Ingredientes:
- 250g (2 tazas) de harina de todo uso, más extra para espolvorear
- 125ml (½ taza) de leche, tibia
- 50g (¼ taza) de azúcar granulada
- 50ml (¼ taza) de aceite de oliva (no extra virgen)
- 1 huevo grande
- 10ml (2 cucharaditas) de licor de anís o extracto de anís
- 5g (1 cucharadita) de levadura en polvo
- Una pizca de sal
- Aceite vegetal (para freír)
- Azúcar granulada (para recubrir)
- Canela molida (opcional, para recubrir)
Instrucciones:
- Preparar la masa: En un tazón grande, batir la leche, el azúcar, el aceite de oliva, el huevo y el licor/extracto de anís.
- Combinar los ingredientes secos: En un tazón aparte, batir la harina, la levadura en polvo y la sal.
- Combinar húmedo y seco: Agregar gradualmente los ingredientes secos a los ingredientes húmedos, mezclando hasta que se forme una masa suave y ligeramente pegajosa.
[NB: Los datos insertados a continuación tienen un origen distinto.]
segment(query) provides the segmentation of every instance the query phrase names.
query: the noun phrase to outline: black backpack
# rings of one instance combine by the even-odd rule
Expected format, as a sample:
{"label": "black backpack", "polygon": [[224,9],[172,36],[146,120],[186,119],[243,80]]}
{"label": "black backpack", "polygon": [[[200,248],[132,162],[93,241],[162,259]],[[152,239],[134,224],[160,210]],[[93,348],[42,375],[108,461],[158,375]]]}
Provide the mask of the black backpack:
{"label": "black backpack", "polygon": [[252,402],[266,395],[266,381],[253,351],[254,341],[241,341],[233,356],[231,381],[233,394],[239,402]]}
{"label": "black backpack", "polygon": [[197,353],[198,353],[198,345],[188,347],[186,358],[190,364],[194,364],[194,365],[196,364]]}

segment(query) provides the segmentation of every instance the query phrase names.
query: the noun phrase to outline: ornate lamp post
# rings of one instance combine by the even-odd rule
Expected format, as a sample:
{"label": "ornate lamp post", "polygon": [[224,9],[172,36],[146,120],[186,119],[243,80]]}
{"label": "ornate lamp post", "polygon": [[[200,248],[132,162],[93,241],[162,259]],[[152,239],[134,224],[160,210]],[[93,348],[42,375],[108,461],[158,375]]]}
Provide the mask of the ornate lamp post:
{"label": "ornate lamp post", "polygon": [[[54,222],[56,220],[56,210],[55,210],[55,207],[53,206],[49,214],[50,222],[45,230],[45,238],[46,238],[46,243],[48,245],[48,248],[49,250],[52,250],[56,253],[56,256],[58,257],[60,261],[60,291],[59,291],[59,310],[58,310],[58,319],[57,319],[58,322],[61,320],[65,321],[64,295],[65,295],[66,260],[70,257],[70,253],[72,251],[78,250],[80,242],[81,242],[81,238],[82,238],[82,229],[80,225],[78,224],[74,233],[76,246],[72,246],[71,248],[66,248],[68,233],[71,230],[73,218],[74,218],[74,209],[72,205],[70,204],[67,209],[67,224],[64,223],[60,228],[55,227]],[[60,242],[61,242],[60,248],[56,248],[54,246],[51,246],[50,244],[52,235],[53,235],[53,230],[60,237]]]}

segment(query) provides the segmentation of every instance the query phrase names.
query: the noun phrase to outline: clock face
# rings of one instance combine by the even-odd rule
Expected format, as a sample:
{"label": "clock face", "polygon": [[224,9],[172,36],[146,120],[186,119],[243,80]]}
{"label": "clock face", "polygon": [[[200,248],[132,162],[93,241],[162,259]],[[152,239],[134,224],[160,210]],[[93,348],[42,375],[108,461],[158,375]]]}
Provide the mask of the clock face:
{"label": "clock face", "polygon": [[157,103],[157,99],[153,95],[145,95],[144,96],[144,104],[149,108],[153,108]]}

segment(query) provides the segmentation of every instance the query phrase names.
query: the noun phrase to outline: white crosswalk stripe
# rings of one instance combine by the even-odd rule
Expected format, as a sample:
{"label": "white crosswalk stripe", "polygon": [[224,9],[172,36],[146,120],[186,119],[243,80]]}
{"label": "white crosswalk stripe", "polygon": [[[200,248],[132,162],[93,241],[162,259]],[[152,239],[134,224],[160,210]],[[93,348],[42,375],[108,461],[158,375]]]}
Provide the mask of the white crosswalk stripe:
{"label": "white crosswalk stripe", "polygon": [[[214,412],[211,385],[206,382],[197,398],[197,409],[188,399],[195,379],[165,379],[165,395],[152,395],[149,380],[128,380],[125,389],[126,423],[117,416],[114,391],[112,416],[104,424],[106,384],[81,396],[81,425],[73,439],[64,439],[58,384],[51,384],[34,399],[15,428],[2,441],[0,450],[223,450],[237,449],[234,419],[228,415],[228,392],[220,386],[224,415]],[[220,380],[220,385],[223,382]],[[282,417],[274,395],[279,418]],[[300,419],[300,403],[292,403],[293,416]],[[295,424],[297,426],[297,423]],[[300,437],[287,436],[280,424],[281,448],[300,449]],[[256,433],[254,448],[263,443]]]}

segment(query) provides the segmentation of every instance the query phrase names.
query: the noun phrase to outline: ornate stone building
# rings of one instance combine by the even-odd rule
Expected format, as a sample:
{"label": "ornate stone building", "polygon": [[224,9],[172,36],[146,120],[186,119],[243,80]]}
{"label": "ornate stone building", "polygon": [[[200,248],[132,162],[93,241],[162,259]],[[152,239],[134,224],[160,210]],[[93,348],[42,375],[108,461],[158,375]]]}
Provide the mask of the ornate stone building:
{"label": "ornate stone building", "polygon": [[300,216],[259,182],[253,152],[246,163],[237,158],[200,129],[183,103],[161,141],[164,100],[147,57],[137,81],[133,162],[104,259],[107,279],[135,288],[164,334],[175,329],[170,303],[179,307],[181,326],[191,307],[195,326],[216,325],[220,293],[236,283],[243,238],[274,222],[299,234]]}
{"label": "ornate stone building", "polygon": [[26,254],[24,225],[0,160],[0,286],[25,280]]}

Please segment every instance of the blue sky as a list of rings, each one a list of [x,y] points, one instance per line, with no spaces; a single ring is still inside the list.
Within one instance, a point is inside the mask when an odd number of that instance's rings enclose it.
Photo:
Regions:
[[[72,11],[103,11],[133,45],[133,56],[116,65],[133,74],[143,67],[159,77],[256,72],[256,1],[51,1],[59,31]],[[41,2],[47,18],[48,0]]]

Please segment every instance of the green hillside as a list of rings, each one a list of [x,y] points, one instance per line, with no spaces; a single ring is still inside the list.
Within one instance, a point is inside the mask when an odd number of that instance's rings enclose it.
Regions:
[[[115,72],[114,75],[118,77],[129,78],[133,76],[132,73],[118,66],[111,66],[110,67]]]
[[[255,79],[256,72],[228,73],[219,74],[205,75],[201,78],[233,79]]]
- Amasar la masa: Volcar la masa sobre una superficie ligeramente enharinada y amasar durante 5-7 minutos, o hasta que quede suave y elástica.
- Dar forma a las rosquillas: Dividir la masa en bolitas pequeñas (aproximadamente 2,5 cm de diámetro). Enrollar cada bolita en una cuerda y unir los extremos para formar un anillo.
- Calentar el aceite: Calentar aceite vegetal en una olla profunda a fuego medio hasta que alcance los 175°C.
- Freír las rosquillas: Con cuidado, colocar las rosquillas en el aceite caliente, unas pocas a la vez, teniendo cuidado de no sobrecargar la olla. Freír durante 2-3 minutos por lado, hasta que estén doradas.
- Escurrir y enfriar: Retirar las rosquillas con una espumadera y colocarlas sobre un plato forrado con papel de cocina para escurrir el exceso de aceite.
- Cubrir con azúcar: Mientras las rosquillas aún estén calientes, rebozarlas en azúcar granulada (y canela, si se usa) para cubrirlas uniformemente.
- Servir y disfrutar: Servir las rosquillas calientes o a temperatura ambiente.